US federal securities laws require publicly traded companies to disclose information on an ongoing basis. US companies must submit annual reports on Form 10-K, and quarterly reports on form 10-Q. These quarterly reports usually lead to significant volatility in stock prices and provide opportunity for alpha generation for long short equity investors. Most analysts pay careful attention to corporate performance numbers in quarterly reports and compare these against street expectations (See investopedia).Tucker Balch, co-founder of Lucena Research and Professor at Georgia Tech, instead believes that monitoring words can predict stock prices even better than numbers. Dr. Balch worked with a research student at Georgia Tech, Junwei Li, to track and understand which words impacted stock prices the most regardless of the actual reported financial results.
Mr Li found that of the information in a 10-Q/K, the earnings numbers reported are probably the most impactful, but the commentary is important as well. Lucena Research as well as other quant shops utilize such unstructured data and combine that with machine learning capabilities to develop proprietary investment strategies.
Stefanova: When reviewing quarterly reports, how did you quantify the impact of words?
Dr. Balch: To investigate how words in a 10-K or 10-Q impact company stock prices we borrowed some well-used techniques from the Natural Language Processing literature.
We looked at the filings of 56 technology stocks from 2000 to 2013, for a total of 3126 filings. Reports were classified as “negative” or “positive” according to whether, afterwards, the stock price went up or down relative to the market the next day.
We scored each word using the following criteria:
- The number of times it appeared in negative reports.
- The number of times it appeared in positive reports.
- The magnitude of price movement after each report.
Without going into the math too much, we devised a ranking scheme that provides a high score, near 1.0, for words that frequently appear in positive reports and less frequently in negative reports.

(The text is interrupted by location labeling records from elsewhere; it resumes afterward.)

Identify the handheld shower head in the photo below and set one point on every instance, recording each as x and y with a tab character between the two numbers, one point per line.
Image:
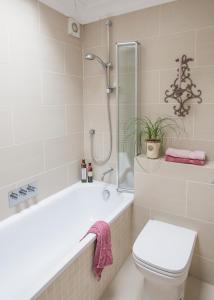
89	56
92	56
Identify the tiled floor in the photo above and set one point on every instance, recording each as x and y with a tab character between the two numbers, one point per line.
128	285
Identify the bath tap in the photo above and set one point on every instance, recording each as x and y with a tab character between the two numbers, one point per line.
105	173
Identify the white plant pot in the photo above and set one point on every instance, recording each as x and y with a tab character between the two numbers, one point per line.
153	149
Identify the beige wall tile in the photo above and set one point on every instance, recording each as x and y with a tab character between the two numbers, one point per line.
62	89
24	85
52	55
38	123
63	150
95	116
92	35
135	26
205	47
150	87
140	217
73	60
74	172
75	118
6	136
184	15
20	162
203	269
98	145
204	122
155	56
94	90
168	195
201	201
25	50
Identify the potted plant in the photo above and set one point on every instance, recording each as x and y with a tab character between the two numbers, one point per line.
152	133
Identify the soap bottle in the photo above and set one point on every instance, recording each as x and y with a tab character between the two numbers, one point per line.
83	171
90	173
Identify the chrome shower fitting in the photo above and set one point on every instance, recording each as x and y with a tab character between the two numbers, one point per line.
107	66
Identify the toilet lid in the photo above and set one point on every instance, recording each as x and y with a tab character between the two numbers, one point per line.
164	246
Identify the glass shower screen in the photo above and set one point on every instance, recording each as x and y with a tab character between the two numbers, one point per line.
127	103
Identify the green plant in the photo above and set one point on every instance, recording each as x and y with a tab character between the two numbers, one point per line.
145	129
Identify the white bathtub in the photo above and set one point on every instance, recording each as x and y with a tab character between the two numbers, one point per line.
38	243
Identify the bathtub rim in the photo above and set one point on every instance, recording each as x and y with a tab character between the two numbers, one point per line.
45	280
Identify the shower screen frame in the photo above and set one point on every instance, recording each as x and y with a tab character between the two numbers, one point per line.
136	45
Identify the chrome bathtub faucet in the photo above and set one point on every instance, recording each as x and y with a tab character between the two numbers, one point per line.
105	173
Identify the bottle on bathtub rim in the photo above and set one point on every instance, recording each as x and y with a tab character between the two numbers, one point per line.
90	173
83	171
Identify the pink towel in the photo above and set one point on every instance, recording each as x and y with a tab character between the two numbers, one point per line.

Similarly words that appear often in negative reports get a negative score near -1.0. Words that don’t seem to have much affect either way end up with scores near 0.0.
Stefanova: Were you suprized by what you found in terms of the correlation between words and stock price performance?
Dr. Balch: For the most part the “bad” words associated with price drops are the kinds of things you’d expect: Words like “questionable,” “disturbing,” and “slander.” And similarly on the “good” side we find words like “outperform” and “confident.” It is especially nice to see “outperform” on the good side and “underperform” on the bad side.